Когда надзиратель открыл мне камеру маленького бретонца, я сначала не слишком много увидел. Зато сразу же его услышал. Он пел, очень тихо, детским голоском, впрочем, довольно красивым. Надзиратель оставил нас наедине и запер за мной дверь. Мои глаза постепенно привыкли к полутьме, и я наконец его заметил. Он сидел в углу камеры, подобрав колени к подбородку, в полной прострации. Беспрестанно кивал и все тянул свою песню. Я видел его в первый раз. Он выглядел моложе своих лет. У него были красивые белокурые волосы и голубые глаза, которыми он уставился в пол. Не знаю, слышал ли он, как я вошел, но, когда я с ним заговорил, не показался удивленным.
– Так это ты убил малышку? В самом деле?
Он не прервал песню, а, не поднимая глаз, напел на тот же мотив:
– Это я, это я, это я, это я…
Я сказал:
– Я ведь не судья и не полковник, тебе нечего бояться, можешь мне все рассказать…
Тут он, улыбаясь, посмотрел на меня с отсутствующим видом, словно явился откуда-то издалека, где хотел бы оставаться. И по-прежнему кивал, как ангелочки из рождественских яслей, которые долго благодарят, когда им кладут монетку. И, ничего не добавив, опять завел свою песню, в которой говорилось о спелых хлебах и жаворонках, о свадьбе и цветах.
Я еще немного посмотрел на него, особенно на его руки, задаваясь вопросом, руки это ли преступника. Когда я уходил, он даже не повернул головы, продолжал петь и слегка покачиваться. Через полтора месяца он предстал перед военным судом по обвинению в дезертирстве и убийстве, был признан виновным по обоим пунктам и сразу же после этого расстрелян.
Дело было закрыто.
Мьерку и Мациеву за одну ночь удалось превратить маленького крестьянина в полусумасшедшего и идеального преступника, сознавшегося в своем злодеянии. Конечно, подробности той ночи я выяснил только потом, когда, наконец, разыскал Деспио. Зато мне уже было известно, что ни судья, ни полковник не допросили Прокурора. Все рассказанное Жозефиной предали забвению. Впрочем, я часто недоумевал почему. В конце концов, Мьерк ненавидел Дестина, так в чем загвоздка? Ведь представился прекрасный случай досадить ему и вдоволь поглумиться, вываляв его имя и лицо римского императора в сточной канаве.
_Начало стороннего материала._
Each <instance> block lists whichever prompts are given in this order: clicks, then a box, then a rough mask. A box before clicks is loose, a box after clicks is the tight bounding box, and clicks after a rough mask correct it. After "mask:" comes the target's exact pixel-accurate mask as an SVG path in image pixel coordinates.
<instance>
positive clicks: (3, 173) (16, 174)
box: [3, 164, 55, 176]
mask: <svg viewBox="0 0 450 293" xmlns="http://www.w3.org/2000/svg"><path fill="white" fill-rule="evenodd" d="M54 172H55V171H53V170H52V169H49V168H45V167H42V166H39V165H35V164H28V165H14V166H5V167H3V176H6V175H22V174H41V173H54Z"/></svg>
Но, думаю, имелось и кое-что посильнее ненависти. Это светские правила. Дестина и Мьерк принадлежали к одному кругу: удачное рождение, кружевное воспитание, целование ручек, моторные экипажи, богатая обстановка и деньги. А еще негласный уговор, правило взаимной вежливости, что выше любых людских законов, за пределами поступков и настроений: «Ты не трогаешь меня, я не трогаю тебя». Допустить, что кто-то из твоего круга может оказаться убийцей, значит допустить, что и ты сам можешь им оказаться. Это значит показать всем, что они, взирающие на нас свысока, кривясь, будто мы куриное дерьмо, обладают такой же испорченной душой, как у всех прочих. Что они такие же, как все. А это может стать началом конца – конца их мира. Стало быть, совершенно недопустимо.